PA: Yes, those are both influences on Doc Paradox; I wanted to create a
cartoon that combined styles from that sort of cartoon genre. I think it is
kind of going into a 60's look, with bright colors like in Austin Powers. I'd
also like to build on the underground comics that R. Crumb was a big part
of, but I am not concerned with the subject matter in those stories as much
as the trippy look those comics had. And then, I wanted to throw in other
cartoonish icons, like the Bugs Bunny gloves on Trixie time. When it comes
to story, a big influence is TMNT. I think the big idea with them was creating
a reason for talking animals. What I am striving to do in the Doc Paradox
story is making a seemingly illogical chaotic environment make sense, which
is out of control time travel. In that way I'd like to think the story is more
influenced by Lewis Carol, and I am trying to joke around with
logic the way he did.
Will Doc Paradox be an ongoing series?
PA: Yes, I have already started working on the next issue.
Are there any comics out now that you read? Are there any titles that
PA: You bet, I love comics. And I like a ton of them. I guess one I
started reading that is kind of related to Doc Paradox would be The
Invisibles by Grant Morrison. It's got to be one of my favorite time
travel comics besides Doc Paradox of course. I don't think there are
enough humor mags out there, I wish there was more stuff out there
as funny as Groo, and Johnny the Homicidal Manic ... and I hope
Doc Paradox will add something to the few humor mags that are out there.

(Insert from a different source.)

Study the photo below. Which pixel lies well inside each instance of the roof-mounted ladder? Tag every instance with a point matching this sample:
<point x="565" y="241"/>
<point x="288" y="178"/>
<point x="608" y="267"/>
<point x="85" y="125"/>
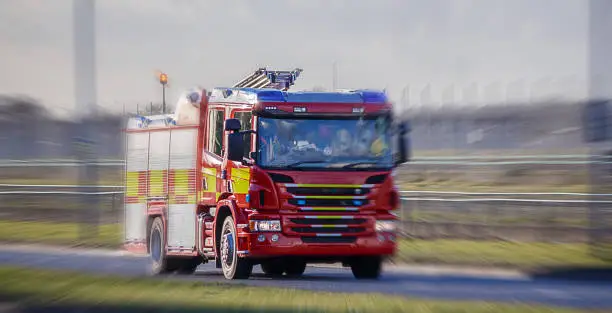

Ok, what animations or video games have possibly influenced you?
PA: Actually, I did watch a lot of Invader Zim when I was working on issue one.
What have your family or friends thought of Doc Paradox?
Have you shown it around?
PA: Everyone has absolutely loved it! I have a feeling this comic might
be a hit.
Is there anything else you'd like to add?
PA: I am having a lot of fun working on Doc Paradox, and I hope everyone
that reads it has a blast. I also feel very lucky meeting the amazing staff at
Fan-Atic Press. Breaking into comics isn't easy, and I want to thank them for
giving me a chance.
Where do you see yourself in 5 years?
PA: Hopefully continuing Doc Paradox. I also have some other
comics in the works (but those are top secret).
PA: I still haven’t completely made up my mind in what direction I would
like to go with comics, because I like to experiment with different styles
and genres. At the same time I'd like to take Doc Paradox all the way.
If I ever had the chance to turn it into an animated cartoon, I'd jump
on it. So I guess to sum it up, I'll be pretty busy in 5 years.
Thanks for your time Paul, and we are sure Doc Paradox will be a hit!